You know, I've gone over this in my mind many times and I think it boils down to the fact that shooting a pistol even moderately well is hard, and takes practice. I mean, compared to the average shooter on the public range, I shoot like a frickin' ninja, and then I go to a match or gun school and it's like going from watching Wheel Of Fortune to Jeopardy. One minute I'm on top of the world, at least relatively speaking, next thing you know I'm struggling to get a "Thank You For Participating" prize.
It can be a cold bucket of ice water in the face to find out that, yes, one does really suck with a pistol, and there are two ways to deal with this: Put in the work to make yourself at least reasonably un-sucky, or go to some guy who'll let you dump a bunch of unsighted, un-timed rounds into un-scored targets at arm's length and tell you reassuring things about "Yeah, that's how it is on the street."
And, you know, he's probably right, at least inasmuch as the monthly NRA rag is full of the stories of Ida Blascowicz, who scared the baddie off by fetching her dead husband's service revolver from the sock drawer. It doesn't take a high degree of skill to survive that encounter, and that's what people want to hear. They don't want to hear tales of bad guys that return fire or don't fall to hardball, or whatever. It makes their .45LC/.410 lucky rabbit's foot feel less reassuring.
People talk about police handgun qualifications like they're hard; they're not. Similarly, every state handgun permit qualification test I'm aware of is pretty basic; back in TN I used to tell people not to worry, because if they could stand flat-footed and shoot at the ground and hit it, then they were golden.
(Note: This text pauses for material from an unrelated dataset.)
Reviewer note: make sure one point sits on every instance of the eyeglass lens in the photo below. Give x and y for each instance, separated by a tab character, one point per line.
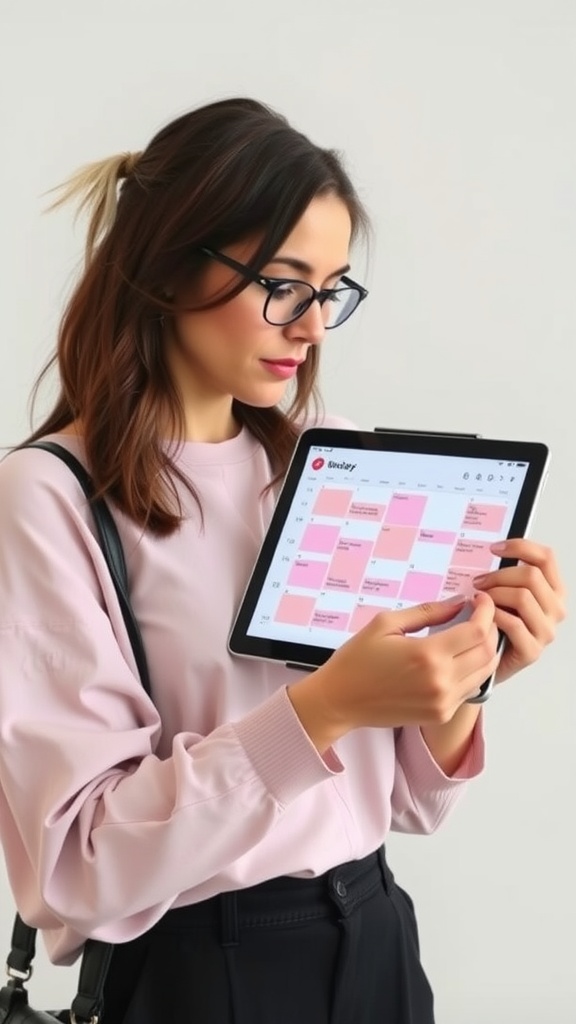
291	299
Massad Ayoob has a qualification in his MAG-40 class that serves a real purpose, in that it's basically cobbled together from stages of well-recognized LE qualification courses, which looks good to juries. My first thought looking at the course of fire was that if you didn't get a 300/300, you should know why. I got a 300/300. I also shoot in the bottom half of the class at TLG's AFHF and the last time I walked a prize table at a match, I had a hard time picking between the prizes that were left and the tablecloth, which probably cost more.
Being good with a pistol takes work, and defending yourself with a pistol, at least statistically speaking, rarely requires being very good with it. But what if it does? How much time and effort are you willing to expend on being good with a pistol? I guess a lot of it boils down to how enjoyable you find it.
At the end of the day, I do this because it's fun, and because I don't like being sucky at things I think are fun. And who knows? It might even come in handy some day.